Oil-rich Angola faces rural health crisis - MSF
Source: Reuters
By Zoe Eisenstein LUANDA, Aug 3 (Reuters) - Rural Angolans have seen little or no improvement in healthcare since the end of a civil war five years ago, making them more vulnerable to cholera, malaria and other diseases, a humanitarian group said on Friday. Mark van Boekel, head of Medecins Sans Frontieres (MSF) Holland in Angola, told Reuters that healthcare facilities in rural communities often did not work and they were staffed with poorly paid doctors and nurses, some of whom were untrained. "My impression is that there are improvements in Luanda and the provincial capitals, but in the countryside and on the peripheries there is basically no improvement," he said after a news conference in Luanda. The government has been accused of channeling too few resources into rural healthcare although its coffers are awash in oil revenue and the economy is growing in double-digits.
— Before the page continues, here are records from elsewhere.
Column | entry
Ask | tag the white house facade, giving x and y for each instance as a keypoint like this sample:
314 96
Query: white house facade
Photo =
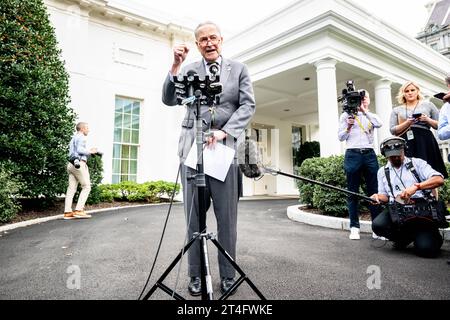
299 60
But despite the oil-fueled boom, Angola remains among the worst performers in Africa in a number of health areas. Its infant mortality rate is among the highest in the world, with one quarter of toddlers and infants dying before the age of 5, often from measles, malaria or malnutrition. Cholera and polio are re-emerging as major threats in the country. Van Boekel said the government would be faced with more outbreaks -- cholera killed at least 1,800 Angolans last year -- and a growing malaria crisis if it did not provide access to free, quality healthcare in rural areas. "Angola is incredibly vulnerable to emergencies basically because there is no infrastructure. Environmental health in poor neighbourhoods is quite a disaster -- there is some investment and things are improving but not enough," he said. Former colonial power Portugal established a rudimentary healthcare system while ruling Angola, offering vaccinations and basic services, but it crumbled after independence in 1975. A subsequent civil war between the Movement for the Popular Liberation of Angola (MPLA) government and Western-backed rebels left millions even more vulnerable to disease. Van Boekel said there was a desperate need for the government to open medical schools, improve training of nurses and provide incentives to encourage trained healthcare providers to live and work in rural areas.